Abstract
The national discourse about campus sexual assault is currently dominated by two powerful narratives: the student survivor narrative and the disciplined student narrative. These narratives continue to shape and inform the public's understanding of campus sexual assault and the role of colleges and universities in preventing and responding to sexual assault. Unlike the student survivor narrative developed and shared directly by students, the disciplined student narrative is more layered and less explicit. This Article follows the development of the disciplined student narrative from lawsuits to editorials and scholarship to its successful impact on public policy as demonstrated by the 2018 proposed Title IX regulation.

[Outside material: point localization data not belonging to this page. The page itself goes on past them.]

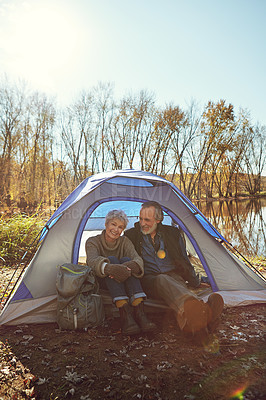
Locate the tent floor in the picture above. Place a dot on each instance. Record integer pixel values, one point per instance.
(151, 305)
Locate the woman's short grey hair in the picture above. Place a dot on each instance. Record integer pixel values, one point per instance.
(119, 214)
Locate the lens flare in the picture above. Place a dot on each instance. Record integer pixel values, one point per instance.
(211, 344)
(239, 393)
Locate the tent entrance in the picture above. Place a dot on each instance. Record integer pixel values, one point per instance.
(94, 222)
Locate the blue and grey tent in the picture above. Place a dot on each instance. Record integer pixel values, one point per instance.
(83, 212)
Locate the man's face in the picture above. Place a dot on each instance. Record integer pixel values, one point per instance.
(147, 220)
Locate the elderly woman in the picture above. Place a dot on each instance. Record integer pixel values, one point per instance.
(114, 259)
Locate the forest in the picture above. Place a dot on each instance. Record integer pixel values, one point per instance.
(46, 150)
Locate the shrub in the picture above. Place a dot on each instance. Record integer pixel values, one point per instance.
(17, 234)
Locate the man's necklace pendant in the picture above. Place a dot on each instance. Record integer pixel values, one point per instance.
(161, 254)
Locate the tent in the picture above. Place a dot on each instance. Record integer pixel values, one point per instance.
(82, 213)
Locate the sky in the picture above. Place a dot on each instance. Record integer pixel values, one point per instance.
(180, 50)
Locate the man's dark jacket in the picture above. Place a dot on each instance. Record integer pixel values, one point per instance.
(174, 244)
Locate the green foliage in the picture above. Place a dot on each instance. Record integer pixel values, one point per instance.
(17, 234)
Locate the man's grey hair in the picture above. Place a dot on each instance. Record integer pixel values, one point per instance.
(119, 214)
(158, 209)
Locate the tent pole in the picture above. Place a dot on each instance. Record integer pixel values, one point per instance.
(25, 265)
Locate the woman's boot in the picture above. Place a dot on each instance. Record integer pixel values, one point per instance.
(128, 324)
(142, 319)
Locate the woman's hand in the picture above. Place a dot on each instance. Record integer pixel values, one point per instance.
(119, 272)
(133, 266)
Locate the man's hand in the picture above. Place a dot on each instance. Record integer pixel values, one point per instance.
(119, 272)
(133, 266)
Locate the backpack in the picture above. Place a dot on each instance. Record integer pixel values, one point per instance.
(79, 306)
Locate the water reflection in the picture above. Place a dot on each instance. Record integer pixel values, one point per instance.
(241, 222)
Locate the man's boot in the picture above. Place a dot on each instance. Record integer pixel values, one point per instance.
(128, 324)
(142, 320)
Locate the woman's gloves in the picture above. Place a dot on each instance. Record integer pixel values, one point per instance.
(135, 268)
(120, 272)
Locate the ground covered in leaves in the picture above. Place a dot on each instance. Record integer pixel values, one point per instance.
(42, 362)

The Narrative Policy Framework provides us with specific narrative elements that influence public policy. Through character development, the disciplined student narrative employs third-party narrators to introduce students disciplined for sexual assault as sympathetic protagonists cast in the role of victims in a story about campus sexual assault. The setting for the disciplined student narrative takes the form of a legal history constructed to support the proposed policy change. The main plot point is not the sexual misconduct, but rather the campus disciplinary process. The disciplined student narrative uses several rhetorical techniques by capitalizing on the confusion between the campus disciplinary system and the criminal justice system, claiming moral equivalency with student survivors, and employing disaster analogies through well-known false allegations stories. It exploits male privilege by using a cultural and legal history of discounting credibility of women reporting sexual assault, calling for extraordinary protections for male students, and erasing women of color from discussions about racism. The incorporation of references to meta-narratives about the Obama Administration's overreach and concerns about campus culture wars further strengthen the disciplined student narrative's salience with a broad audience. The 2018 proposed Title IX regulation demonstrates the disciplined student narrative's success in transforming a civil rights law enacted to protect women from sex discrimination into a civil rights law directing schools to protect and privilege the rights of men accused of sexual misconduct.